Lajcak devrait rester dans l'ombre de Green pour le dialogue Kosovo-Kosovo. Serbie

La nomination du ministre slovaque des Affaires étrangères, Miroslav Lajcak, en tant que représentant spécial de l'Union européenne chargé de diriger le dialogue entre le Kosovo et la Serbie, est considérée comme préoccupante pour le Kosovo. Mais avec cela, selon les connaisseurs politiques, il devrait rester sous le représentant du dialogue américain Richard Green. Bien que toujours [...]
Bien que la nomination de Lajcak à l'UE pour le dialogue ne soit pas encore devenue officielle, chercheur à l'Institut démocratique du Kosovo (KDI), Life Krasniqi affirme que, par son intermédiaire, l'UE doit adopter une approche unique à l'égard du Kosovo.
Selon elle, la plus grande garantie et l'engagement de l'UE envers notre État est nécessaire, non seulement pour faciliter le dialogue entre le Kosovo et la Serbie.
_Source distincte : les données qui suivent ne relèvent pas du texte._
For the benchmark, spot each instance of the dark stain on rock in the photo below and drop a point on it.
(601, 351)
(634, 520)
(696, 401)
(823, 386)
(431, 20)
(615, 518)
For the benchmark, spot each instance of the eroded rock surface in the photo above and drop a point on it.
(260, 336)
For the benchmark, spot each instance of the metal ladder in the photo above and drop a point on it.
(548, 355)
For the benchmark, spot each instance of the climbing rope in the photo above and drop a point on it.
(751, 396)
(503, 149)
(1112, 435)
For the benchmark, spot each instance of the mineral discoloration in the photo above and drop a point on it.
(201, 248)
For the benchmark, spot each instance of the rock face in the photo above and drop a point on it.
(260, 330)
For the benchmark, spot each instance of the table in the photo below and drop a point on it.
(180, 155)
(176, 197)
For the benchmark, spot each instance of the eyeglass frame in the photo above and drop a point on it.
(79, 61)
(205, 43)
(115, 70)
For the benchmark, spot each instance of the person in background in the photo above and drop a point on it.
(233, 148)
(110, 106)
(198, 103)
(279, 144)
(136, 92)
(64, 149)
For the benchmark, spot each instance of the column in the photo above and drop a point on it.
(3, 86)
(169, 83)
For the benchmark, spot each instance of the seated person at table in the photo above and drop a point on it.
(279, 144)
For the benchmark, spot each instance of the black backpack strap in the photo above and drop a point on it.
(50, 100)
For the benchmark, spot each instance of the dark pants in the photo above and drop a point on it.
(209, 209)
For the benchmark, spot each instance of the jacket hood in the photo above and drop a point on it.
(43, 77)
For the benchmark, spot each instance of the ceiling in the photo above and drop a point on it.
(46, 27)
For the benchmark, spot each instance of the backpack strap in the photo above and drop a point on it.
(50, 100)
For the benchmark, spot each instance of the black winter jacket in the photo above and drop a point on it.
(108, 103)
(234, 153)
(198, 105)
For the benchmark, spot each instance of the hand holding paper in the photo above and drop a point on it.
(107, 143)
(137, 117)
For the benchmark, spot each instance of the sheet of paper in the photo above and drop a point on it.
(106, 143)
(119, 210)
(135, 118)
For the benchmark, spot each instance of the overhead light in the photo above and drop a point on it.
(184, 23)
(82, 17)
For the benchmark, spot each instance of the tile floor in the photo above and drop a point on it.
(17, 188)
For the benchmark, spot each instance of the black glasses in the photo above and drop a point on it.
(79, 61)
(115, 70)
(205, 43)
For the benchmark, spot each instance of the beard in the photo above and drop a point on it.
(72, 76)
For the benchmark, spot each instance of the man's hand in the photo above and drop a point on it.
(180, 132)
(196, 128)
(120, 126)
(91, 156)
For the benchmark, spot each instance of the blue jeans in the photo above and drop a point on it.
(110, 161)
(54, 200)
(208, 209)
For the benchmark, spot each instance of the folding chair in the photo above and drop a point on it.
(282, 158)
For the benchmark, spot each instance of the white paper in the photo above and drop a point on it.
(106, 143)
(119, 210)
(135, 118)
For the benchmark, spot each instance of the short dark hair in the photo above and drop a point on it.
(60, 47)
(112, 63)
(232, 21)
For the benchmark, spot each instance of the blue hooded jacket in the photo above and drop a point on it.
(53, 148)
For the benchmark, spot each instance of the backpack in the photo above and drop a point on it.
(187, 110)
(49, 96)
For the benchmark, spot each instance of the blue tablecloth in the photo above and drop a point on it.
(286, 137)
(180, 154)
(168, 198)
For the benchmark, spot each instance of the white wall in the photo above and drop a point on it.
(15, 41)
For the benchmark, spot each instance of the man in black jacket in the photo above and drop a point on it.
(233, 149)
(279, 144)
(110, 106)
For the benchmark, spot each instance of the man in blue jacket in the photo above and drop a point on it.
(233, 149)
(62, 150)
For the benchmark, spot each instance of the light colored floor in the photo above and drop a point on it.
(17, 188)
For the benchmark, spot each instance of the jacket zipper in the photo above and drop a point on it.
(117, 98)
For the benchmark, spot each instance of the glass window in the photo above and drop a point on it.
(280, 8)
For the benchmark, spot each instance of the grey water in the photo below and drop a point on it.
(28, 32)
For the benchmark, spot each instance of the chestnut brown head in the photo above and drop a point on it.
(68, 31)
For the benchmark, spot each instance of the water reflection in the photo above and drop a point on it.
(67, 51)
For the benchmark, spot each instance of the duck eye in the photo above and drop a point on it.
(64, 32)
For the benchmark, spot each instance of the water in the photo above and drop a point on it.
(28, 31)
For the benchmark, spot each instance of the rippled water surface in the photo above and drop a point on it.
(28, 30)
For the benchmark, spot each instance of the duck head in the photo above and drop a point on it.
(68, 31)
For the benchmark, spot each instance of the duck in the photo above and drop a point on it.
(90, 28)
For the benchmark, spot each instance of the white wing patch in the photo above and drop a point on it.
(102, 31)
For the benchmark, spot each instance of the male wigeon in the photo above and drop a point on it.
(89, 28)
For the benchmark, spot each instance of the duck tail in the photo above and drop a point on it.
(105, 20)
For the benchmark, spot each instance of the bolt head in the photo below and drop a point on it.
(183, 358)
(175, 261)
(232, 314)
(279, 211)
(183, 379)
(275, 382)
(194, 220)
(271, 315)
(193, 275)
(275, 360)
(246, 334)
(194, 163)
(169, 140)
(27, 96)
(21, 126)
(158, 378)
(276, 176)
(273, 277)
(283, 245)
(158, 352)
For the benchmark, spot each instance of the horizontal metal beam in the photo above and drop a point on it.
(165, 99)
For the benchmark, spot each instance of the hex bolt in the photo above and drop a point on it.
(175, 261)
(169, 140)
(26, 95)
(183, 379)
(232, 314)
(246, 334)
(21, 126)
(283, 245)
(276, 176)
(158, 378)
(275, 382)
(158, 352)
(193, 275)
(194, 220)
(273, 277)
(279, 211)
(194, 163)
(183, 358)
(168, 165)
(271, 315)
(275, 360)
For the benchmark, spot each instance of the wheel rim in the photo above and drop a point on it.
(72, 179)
Mais fermer l'accord final et ouvrir la voie à l'adhésion du Kosovo à l'UE.
C'est vrai, Monsieur Lajcak a coopéré avec le Kosovo, et grâce à lui, nous avons réussi à avoir des relations avec la Slovaquie en tant qu'État non conciliateur. Mais il reste à craindre que M. Lajcak ne soit le représentant d'un État qui ne reconnaît pas le Kosovo, tout comme celui de M. Borell qui ne reconnaît pas le Kosovo ... Ce dont nous avons besoin de M. Lajcak, ou de qui que ce soit, c'est d'avoir un engagement et un soutien de l'UE. En fait, les États de l'UE ont une approche unique du Kosovo. Considérant que l'accord peut finalement être conclu entre le Kosovo et la Serbie comme un accord ouvrant la voie à notre adhésion à l'UE en tant que Kosovo. Ne pas accepter les cinq Etats non-conciliants et offrir des perspectives Koso européennes. C'est ce dont nous avons besoin de l'envoyé spécial. Pas seulement une offre de secours, ou un bon bureau. Mais de plus grandes garanties de l'UE, un plus grand engagement de l'UE et un engagement de l'UE au Kosovo”, dit-elle.
Alors que Faton Abdullahu, connaisseur des circonstances politiques, a indiqué qu'en dépit des doutes sur le diplomate Lajcak, ils seraient liés s'il y avait une totale unité dans les attitudes du Kosovo. Tout en soulignant la nécessité d'unir Washington et Bruxelles au dialogue Kosovo-Serbie.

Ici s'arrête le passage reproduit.